Chance, fate, and personal responsibility


Jewish boy from New Jersey meets college life in Protestant Ohio in 1951, and ends up…. Where and how Marcus Mesner (Logan Lerman) “ends up” is revealed early and late in “Indignation,” adapted from a 2008 Philip Roth novel of the same name.


Between those bookend scenes, we’re invited to ponder the vagaries of chance, fate, and personal responsibility as Marcus negotiates his freshman year at conservative Winesburg College (yes, in Ohio, thank you Sherwood Anderson), having managed to escape an over-protective, perhaps mentally ill working-class father (David Burstein) who imagines the worst for his only child and warns him that one mistake could ruin his life.


Marcus is bright, balanced and seems destined for success. Until he sees Olivia Hutton (Sarah Gadon) throw a bare leg over an armrest in the library. After that, his college experience becomes more complicated.


At one point, Winesburg Dean Hawes Caudwell (playwright and actor Tracy Letts) summons Marcus to explain why he’s asked for a housing reassignment. The self-righteous Caudwell interrogates Marcus, who — in one of the film’s strongest scenes — responds with a courageous brand of self-righteousness, grounded in philosophical rationalism and disdain for authority. Religion and war (Korea was raging) play key parts. But for all his smarminess, Caudwell probes for and finds Marcus’ weaknesses, bringing his father’s one-mistake warning back into the foreground. Still, it’s never clear who’s really responsible, if anyone, for the fate of this young man.

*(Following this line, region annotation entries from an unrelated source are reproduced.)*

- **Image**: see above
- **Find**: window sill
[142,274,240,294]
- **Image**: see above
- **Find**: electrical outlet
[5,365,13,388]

Unfortunately, the subtlety that characterizes the presentation of these ideas doesn’t always carry over to other elements. The film is bathed in unrealistic “period” sets, the score can be distractingly heavy-handed, and the acting of many minor characters verges on the campy. Olivia and Marcus are brittle too much of the time, suggesting that producer-turned-director and screenwriter James Schamus struggled to render readable Roth into smooth cinema. Still, Lerman is admirable as a Roth-like Jewish teen overflowing with angst and indignation, while Letts has superb moments as the overbearing and, shall we say, indignant, dean of students.


 

** 1/2 2016. Directed by James Schamus. With Logan Lerman, Sarah Gadon, Tracy Letts, Danny Burstein.